Laura Vozzella The Baltimore Sun

Can you really cook fancy restaurant fare at home, without a handy supply of sous-chefs and demiglace? Gourmet magazine and its ilk have made that promise for years. “Chef Interrupted: Delicious Chefs’ Recipes That You Can Actually Make at Home,” by Melissa Clark (Clarkson Potter, $32.50), like several other new cookbooks, contends it’s not just possible, but easy.

Clark took recipes from more than 50 well-known chefs and simplified them – in her publicist’s words, “interrupted a chef’s elaborate vision before it got out of hand.” The “interrupted” terminology isn’t just catchy.

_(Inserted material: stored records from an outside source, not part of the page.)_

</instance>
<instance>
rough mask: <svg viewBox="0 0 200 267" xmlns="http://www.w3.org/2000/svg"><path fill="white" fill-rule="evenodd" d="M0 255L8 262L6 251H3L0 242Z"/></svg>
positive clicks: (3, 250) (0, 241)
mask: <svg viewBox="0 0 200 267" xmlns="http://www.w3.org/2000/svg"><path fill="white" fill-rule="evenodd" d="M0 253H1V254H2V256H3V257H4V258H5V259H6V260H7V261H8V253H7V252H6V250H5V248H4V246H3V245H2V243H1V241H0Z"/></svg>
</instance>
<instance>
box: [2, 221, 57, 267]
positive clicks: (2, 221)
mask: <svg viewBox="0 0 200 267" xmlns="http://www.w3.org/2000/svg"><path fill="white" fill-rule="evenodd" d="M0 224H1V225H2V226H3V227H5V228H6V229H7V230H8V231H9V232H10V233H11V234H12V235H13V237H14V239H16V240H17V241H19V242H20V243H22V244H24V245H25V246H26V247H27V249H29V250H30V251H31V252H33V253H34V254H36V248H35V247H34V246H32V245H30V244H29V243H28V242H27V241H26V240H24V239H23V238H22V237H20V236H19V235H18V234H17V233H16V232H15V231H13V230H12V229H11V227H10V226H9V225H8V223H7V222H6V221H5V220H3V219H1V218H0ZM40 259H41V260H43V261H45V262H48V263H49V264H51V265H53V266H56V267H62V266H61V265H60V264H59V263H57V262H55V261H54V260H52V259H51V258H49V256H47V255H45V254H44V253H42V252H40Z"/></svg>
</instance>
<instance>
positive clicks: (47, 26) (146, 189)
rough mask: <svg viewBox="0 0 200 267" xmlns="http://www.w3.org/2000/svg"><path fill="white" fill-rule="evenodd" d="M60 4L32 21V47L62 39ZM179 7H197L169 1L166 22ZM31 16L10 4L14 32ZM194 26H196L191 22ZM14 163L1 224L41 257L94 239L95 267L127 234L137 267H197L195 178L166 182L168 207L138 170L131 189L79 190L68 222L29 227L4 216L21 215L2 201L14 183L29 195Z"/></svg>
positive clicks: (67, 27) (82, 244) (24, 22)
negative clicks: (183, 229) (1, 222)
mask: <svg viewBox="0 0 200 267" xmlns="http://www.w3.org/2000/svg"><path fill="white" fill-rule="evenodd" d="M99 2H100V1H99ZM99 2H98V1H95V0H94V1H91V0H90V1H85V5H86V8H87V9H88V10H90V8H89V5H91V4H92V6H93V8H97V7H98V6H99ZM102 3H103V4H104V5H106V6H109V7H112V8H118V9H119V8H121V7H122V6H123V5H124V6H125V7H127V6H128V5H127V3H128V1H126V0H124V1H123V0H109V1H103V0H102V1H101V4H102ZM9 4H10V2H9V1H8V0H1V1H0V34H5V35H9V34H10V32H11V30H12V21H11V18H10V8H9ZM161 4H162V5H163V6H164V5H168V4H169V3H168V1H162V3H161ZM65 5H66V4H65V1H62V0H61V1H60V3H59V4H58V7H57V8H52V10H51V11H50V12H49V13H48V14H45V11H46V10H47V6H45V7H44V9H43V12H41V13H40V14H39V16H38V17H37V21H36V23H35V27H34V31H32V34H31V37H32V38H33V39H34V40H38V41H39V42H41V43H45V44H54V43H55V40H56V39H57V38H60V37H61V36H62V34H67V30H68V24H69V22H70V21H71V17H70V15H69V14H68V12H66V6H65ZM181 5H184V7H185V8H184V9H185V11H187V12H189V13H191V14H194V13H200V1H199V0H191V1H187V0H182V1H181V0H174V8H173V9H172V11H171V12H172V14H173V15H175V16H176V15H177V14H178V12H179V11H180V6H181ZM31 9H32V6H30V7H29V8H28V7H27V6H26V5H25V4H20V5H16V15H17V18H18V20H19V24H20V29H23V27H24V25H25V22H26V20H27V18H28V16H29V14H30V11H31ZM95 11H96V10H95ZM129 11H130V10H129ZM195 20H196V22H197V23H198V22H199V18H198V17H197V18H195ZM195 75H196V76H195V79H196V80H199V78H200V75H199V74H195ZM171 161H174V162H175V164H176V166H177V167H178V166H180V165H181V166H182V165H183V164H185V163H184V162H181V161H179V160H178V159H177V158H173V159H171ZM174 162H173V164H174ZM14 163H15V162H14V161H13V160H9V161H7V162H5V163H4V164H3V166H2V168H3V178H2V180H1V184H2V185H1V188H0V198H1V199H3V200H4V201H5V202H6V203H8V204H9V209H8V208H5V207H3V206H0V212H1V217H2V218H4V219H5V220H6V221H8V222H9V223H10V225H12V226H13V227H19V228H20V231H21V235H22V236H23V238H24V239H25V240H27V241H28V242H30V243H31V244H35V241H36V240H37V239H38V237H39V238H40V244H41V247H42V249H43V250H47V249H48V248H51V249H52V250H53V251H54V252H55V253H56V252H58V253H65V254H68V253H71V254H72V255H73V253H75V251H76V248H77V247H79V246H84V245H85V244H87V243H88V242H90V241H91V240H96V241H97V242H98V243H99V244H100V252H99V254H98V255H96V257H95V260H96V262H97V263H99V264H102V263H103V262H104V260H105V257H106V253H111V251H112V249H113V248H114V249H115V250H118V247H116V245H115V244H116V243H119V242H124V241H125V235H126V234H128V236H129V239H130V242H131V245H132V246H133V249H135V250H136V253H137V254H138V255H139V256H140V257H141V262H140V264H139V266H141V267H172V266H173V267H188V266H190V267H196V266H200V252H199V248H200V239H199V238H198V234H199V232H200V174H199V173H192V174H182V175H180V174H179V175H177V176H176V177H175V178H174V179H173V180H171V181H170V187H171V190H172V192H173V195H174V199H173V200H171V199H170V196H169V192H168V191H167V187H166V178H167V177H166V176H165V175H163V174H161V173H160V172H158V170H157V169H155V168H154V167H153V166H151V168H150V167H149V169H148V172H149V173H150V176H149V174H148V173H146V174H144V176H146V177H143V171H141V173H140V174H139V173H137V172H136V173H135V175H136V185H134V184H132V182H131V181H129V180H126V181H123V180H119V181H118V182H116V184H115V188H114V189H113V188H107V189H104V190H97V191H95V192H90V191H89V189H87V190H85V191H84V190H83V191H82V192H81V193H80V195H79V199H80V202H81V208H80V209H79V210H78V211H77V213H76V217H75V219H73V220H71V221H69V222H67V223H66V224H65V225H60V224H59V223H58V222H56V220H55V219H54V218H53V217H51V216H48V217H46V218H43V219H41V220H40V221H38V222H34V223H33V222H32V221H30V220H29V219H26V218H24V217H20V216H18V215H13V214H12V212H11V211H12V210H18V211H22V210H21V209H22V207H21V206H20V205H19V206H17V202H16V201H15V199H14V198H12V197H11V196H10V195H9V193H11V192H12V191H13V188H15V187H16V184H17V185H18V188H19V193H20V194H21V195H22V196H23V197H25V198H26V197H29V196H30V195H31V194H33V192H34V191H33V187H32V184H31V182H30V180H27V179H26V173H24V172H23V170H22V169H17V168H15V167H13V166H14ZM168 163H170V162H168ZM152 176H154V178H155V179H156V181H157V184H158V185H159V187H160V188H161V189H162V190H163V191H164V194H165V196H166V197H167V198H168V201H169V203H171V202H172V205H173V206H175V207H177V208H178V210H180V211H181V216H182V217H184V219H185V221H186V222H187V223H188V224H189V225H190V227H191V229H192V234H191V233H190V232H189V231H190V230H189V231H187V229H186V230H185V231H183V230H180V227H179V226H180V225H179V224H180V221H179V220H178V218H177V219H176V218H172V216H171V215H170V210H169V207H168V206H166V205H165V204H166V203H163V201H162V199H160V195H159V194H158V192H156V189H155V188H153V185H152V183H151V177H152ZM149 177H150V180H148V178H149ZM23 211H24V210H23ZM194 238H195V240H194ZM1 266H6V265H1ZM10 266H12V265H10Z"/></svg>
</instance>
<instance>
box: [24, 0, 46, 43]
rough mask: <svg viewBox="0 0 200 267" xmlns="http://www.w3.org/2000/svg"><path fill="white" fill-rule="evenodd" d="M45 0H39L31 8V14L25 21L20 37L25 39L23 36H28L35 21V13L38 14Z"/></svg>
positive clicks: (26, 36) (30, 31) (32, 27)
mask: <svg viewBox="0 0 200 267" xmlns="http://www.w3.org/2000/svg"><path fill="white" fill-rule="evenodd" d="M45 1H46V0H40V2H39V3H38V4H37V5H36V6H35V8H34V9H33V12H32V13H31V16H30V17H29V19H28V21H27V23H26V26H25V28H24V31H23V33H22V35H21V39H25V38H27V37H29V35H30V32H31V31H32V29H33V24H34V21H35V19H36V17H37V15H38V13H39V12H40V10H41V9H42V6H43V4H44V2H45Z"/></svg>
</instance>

It’s an affirmation for the humble home cook; Clark isn’t dumbing down dishes so much as reining in culinary artistes.

Dishes are the sophisticated, even exotic, sort you’d expect at high-end restaurants: Pear and Pecorino Ravioli; Flatiron Steak Rendang with Spiced Coconut Sauce; and, from the I-dare-you school of outlandish ingredient usage, Rosemary Polenta Poundcake and Olive Oil Whipped Cream.

But does the easy-as-pie promise pan out?

Some dishes really are a snap, like the Yellow Pepper and Almond Soup, a velvety puree of toasted nuts and peppers. The Warm Gougeres with Crunchy Sea Salt – tasty cheese puffs, made with a savory pâte and choux dough – were harder to pronounce than bake.

Other recipes took some doing, either because they involved steps like grinding spices with mortar and pestle or required hunting down exotic ingredients (kaffir lime leaves and lavender salt, to name a few). They weren’t all worth the effort.

The book is written in an informal, occasionally self-deprecating, tone. It’s attractively designed, though it does not have lots of photographs. Beside each recipe are good tips for handling and locating obscure ingredients.